Last week, my family unfortunately had to say goodbye to my grandfather. After a 20 year battle with heart disease, it was all too much for his ailing heart.

I got the call Monday night that things were not looking good and that we should head down to the hospital. Earlier that afternoon, my grandfather would have suffered his last heart attack. They rushed him to the hospital where they told my father that he would not make it through the night. The family was quickly assembled together and we were all at his bedside.

When I first I arrived, I had expected the worse. I expected to see him with tubes and IVs and that he wouldn’t be conscious. I was surprised when I walked into the room to see him sitting up and hear him say “Hey it’s Stephie!”. I had a glimmer of hope. A hope that he would hold on just a little longer.

As we sat around and talked, the hope grew more. My grandfather was making jokes and laughing in between taking cat naps. He told us about how during high school, he only went to school four days a week. He never went on Fridays. He asked for us to tell jokes. And then, he talked about how he was looking forward to getting a good night’s sleep that night. That he was looking forward to seeing my grandmother. It had been a long 22 years since her passing.

When the priest came in to perform last rites, I had to leave the room. I wasn’t ready to accept that this was really happening. After the priest left, he looked us all in the eye and said “I am at peace with the world. I am ready. I am not afraid.” Any glimmer of hope I had went out the window. For a moment, I was sad. Then, strangely, I was happy. It’s not often that you get to hear from someone before they die that they are ready to die. For whatever reason, hearing that from him has made his passing just a little more bearable.

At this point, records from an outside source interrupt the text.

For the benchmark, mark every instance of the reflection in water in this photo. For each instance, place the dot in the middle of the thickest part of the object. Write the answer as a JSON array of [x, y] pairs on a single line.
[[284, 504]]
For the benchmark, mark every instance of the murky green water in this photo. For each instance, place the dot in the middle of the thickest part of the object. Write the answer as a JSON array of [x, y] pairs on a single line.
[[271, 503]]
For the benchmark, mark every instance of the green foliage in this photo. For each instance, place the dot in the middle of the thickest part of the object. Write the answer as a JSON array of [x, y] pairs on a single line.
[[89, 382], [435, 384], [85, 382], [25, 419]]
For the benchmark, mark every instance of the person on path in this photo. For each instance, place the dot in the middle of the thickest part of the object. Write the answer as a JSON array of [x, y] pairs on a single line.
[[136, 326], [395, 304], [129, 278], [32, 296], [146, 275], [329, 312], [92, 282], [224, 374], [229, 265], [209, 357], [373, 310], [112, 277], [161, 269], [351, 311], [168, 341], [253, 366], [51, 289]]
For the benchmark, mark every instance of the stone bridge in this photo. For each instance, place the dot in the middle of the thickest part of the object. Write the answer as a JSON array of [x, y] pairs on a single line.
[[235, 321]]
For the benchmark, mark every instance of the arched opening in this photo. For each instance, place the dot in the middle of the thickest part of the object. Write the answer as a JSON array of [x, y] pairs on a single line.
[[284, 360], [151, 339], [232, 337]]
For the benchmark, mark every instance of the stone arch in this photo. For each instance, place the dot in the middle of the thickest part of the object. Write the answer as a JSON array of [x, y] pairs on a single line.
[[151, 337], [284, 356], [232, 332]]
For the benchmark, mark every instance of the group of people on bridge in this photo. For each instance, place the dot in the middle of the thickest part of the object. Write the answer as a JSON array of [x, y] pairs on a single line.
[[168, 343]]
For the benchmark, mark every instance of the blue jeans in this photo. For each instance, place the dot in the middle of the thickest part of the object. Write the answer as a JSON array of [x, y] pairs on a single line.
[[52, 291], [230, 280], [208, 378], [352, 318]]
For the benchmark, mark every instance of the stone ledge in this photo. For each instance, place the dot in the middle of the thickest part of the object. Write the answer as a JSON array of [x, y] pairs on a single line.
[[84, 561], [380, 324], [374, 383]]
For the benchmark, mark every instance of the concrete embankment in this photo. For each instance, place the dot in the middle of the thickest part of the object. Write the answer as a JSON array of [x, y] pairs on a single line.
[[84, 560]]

He is no longer suffering.

He is no longer in pain.

He told us that he was looking forward to the big party that was surely waiting for him. He and my grandmother were infamous for their parties. They really knew how to live it up. And if I had to guess, they are having the grandest party right now.

***

My grandfather loved Christmas. I think what made it the most special to him was that it was all about the family. We all got together. We had a family pollyana. We drew names on Black Friday. I got my grandfather. Before we left that night before he passed, he said “Whoever has me for pollyana, make sure you get me the right CD. I want the new Andrea Bocelli CD. Not the Christmas one. The one from Central Park.” I took note and was going to run out and bring it the next day. Sadly, he passed away in his sleep and I never got the chance to give it to him. At his viewing Friday night, I brought the CD. I put a little red bow on it and placed it in the casket with him. On Saturday, when we said our final goodbyes, I left it with him. After all, he really, really wanted it.

I used the songs on the CD for a slideshow that we played at the luncheon following the services. How fitting that the first song that played was “Time to Say Goodbye”.

I love you Pop-Pop and I miss you already! You will always been watching over us and will always be in our hearts.